Mora y el oso, del frío al calor.
Mora solía aburrirse todas las tardes, era grande, solo miraba noticias en la televisión porque disfrutaba haciéndose mala sangre.
Antes de nacer era parte de una fotografía pacífica, como todos sus actuales vecinos, del lado de “El frío” siempre se formaba una verdadera cofradía.
Muy por lo contrario, de este lado del film que vamos a llamar “El Calor”, todos eran bastante desconfiados y medio mala leche.
Ninguno podía explicar nada, nadie sabía para dónde ir, el haber perdido el norte los había dejado medio deambulando por la vida con la mirada perdida, casi como en piloto automático.
En aquella imagen friolenta, perfectamente fotografiada por vaya uno a saber quién, Mora estaba ubicada en un fragmento donde todavía daba el sol.
Se pasaba tardes enteras mirando para abajo, sintiendo lástima por los cadetes de Micro Centro, pero aquel espacio tan oniríco estaba destinado a caer.
Es que los de abajo los tenían entre ceja y ceja.
Tanto fuerza hicieron los enfrascados en carne, que la imagen voló por los aires finalmente.
“El calor”, responsable del atentado, se movía tracción a bajo astral y envidia pro gualicho.
Milenios sufriendo porque “El Frío” tenía casi todas las comodidades.

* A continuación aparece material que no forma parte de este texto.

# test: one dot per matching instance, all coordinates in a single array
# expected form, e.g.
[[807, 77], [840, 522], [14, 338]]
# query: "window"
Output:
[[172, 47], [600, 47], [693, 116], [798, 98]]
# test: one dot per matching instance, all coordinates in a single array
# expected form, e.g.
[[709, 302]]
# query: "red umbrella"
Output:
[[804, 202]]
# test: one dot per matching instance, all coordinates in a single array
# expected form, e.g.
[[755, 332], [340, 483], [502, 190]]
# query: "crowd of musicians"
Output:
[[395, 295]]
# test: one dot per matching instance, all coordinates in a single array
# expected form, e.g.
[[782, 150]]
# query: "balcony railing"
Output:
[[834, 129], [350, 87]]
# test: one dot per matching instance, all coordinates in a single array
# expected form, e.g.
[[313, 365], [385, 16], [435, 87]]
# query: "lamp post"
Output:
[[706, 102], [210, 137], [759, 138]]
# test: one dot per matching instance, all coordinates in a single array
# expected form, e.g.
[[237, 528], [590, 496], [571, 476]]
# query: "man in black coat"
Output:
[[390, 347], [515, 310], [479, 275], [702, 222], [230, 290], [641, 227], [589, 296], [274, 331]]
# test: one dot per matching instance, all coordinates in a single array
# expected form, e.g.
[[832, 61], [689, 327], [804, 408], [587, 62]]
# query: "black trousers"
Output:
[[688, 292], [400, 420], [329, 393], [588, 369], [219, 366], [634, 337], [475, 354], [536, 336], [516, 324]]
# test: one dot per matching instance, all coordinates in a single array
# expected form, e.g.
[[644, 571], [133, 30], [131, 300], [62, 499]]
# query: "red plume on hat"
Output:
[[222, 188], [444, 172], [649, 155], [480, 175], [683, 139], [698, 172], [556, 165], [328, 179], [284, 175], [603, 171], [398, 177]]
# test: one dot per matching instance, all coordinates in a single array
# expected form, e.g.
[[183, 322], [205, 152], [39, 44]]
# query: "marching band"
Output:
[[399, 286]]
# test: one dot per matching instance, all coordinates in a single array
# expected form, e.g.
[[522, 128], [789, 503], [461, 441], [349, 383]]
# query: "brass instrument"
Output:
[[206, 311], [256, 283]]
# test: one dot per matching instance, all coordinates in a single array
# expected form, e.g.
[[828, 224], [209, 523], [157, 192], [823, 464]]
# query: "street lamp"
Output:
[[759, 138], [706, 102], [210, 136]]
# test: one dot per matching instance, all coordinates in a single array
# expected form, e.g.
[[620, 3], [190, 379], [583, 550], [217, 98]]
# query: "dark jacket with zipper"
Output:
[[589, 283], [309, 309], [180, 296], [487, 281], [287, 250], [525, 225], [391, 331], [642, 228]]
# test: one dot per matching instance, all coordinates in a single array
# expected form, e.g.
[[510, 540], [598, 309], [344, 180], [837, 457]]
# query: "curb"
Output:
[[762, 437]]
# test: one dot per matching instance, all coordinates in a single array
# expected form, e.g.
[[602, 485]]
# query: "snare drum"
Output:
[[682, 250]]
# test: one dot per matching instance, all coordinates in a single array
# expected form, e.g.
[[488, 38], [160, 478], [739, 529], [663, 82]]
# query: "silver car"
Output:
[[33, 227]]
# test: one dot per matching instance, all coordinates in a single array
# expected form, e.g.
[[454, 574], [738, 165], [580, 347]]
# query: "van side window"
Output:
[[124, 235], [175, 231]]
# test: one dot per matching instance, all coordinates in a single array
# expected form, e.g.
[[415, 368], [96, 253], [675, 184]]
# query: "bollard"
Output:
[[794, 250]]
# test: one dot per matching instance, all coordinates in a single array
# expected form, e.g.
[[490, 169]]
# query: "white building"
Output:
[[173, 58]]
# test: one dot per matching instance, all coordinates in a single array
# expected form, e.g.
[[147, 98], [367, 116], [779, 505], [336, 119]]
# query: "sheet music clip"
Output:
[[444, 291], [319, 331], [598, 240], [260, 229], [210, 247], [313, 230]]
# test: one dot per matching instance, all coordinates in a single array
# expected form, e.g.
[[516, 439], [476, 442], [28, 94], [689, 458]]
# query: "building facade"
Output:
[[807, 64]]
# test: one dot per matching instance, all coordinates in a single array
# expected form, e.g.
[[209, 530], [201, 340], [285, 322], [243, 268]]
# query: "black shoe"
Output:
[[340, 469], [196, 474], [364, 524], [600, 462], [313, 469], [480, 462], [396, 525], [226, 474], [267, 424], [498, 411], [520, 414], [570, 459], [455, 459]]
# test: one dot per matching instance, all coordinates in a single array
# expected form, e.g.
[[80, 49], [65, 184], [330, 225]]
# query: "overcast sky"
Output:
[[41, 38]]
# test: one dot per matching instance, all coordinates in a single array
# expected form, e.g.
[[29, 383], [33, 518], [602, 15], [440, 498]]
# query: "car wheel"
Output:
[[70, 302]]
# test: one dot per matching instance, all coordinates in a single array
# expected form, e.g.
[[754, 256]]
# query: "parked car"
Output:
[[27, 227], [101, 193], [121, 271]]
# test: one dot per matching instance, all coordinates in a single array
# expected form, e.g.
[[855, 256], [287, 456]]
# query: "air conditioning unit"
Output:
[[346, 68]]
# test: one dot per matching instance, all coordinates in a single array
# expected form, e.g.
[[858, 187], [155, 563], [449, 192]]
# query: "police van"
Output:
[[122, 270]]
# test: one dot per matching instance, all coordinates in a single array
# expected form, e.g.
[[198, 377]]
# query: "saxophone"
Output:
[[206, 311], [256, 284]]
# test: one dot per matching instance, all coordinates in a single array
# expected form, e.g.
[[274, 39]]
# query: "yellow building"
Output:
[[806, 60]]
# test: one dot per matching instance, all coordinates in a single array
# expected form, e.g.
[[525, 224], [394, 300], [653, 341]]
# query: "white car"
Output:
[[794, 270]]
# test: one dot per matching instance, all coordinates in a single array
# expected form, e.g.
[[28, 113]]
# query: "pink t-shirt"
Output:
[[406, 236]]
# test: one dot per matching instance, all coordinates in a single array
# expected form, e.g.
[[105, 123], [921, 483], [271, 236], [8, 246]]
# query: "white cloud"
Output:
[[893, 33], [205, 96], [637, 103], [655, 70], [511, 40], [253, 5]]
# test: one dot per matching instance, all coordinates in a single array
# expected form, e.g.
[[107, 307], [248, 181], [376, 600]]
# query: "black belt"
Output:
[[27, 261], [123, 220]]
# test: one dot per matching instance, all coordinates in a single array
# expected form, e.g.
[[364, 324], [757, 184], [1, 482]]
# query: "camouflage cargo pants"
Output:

Todas, menos el clima, siempre un suetercito había que usar, pero en en la altura aparentemente no existía la discordia.
Posterior al estallido, y revoleo de por medio, Mora cayó en un guerra verbal muy chismosa.
De clase social y destino incierto permanente, “El Calor” era un sube y baja emocional.
Lo más injusto es que todos los caídos en “El Calor” se olvidaban por completo de su paso placentero por “El Frío”.
A lo largo de su vida en este plano más mediocre, ella vio como un sinfín de gnomos le iba quitando ceros a su moneda, una y otra vez.
Fue testigo de invasiones, todo tipo de guerras y ritmos latinos que invitaban a menear el upite a troche y moche.
Pasó el tiempo y Mora se había vuelto adicta a la decepción, vivió varias décadas poniendo el cuerpo para su marido, y algunos cuantos terremotos.
El último, alto en la escala de Richter, la había dejado manija.
Apenas terminados aquellos terribles temblores ella pedía a los gritos que volvieran a empezar, como si se tratara del Samba de Italpark, anhelaba una fichita más.
Mora, de tanto en cuanto, tomaba trabajos temporales, porque la hiperinflación y la viudez la oligaban a seguir corriendo adentro de la rueda del hamster.
Desesperada, ella aceptaba cualquier changa para sostener su triste existencia, enferma y rota tenía la obligación de seguir aportando al caos.
Fue feo cuando tuvo que cuidar a un oso, la condición era tenerlo 24 horas, bajo profunda sedación.
Al animal lo habían acomodado en una cama, como estaba totalmente dormido, Mora se acostaba sobre él y se frotaba recordando a su primer novio, buscando un orgasmo que su cuerpo ya no podía otorgarle.
Como si fuera poco, los dueños del oso tuvieron un problema con el auto en la Riccheri y llegaron tarde a buscarlo, en ese tiempo el oso se despertó y se dirigió al baño descompuesto.
Mora le cerró la puerta y lo dejó adentro, se sentó en la cama, esperando a que vinieran por él, y por ella.
Se había pasado la vida extrañando un lugar que no podía nombrar, ni ubicar mentalmente, pero sabía que existía.
Ya casi entregada, se prometió a sí misma volver al frío apenas terminada su tarea.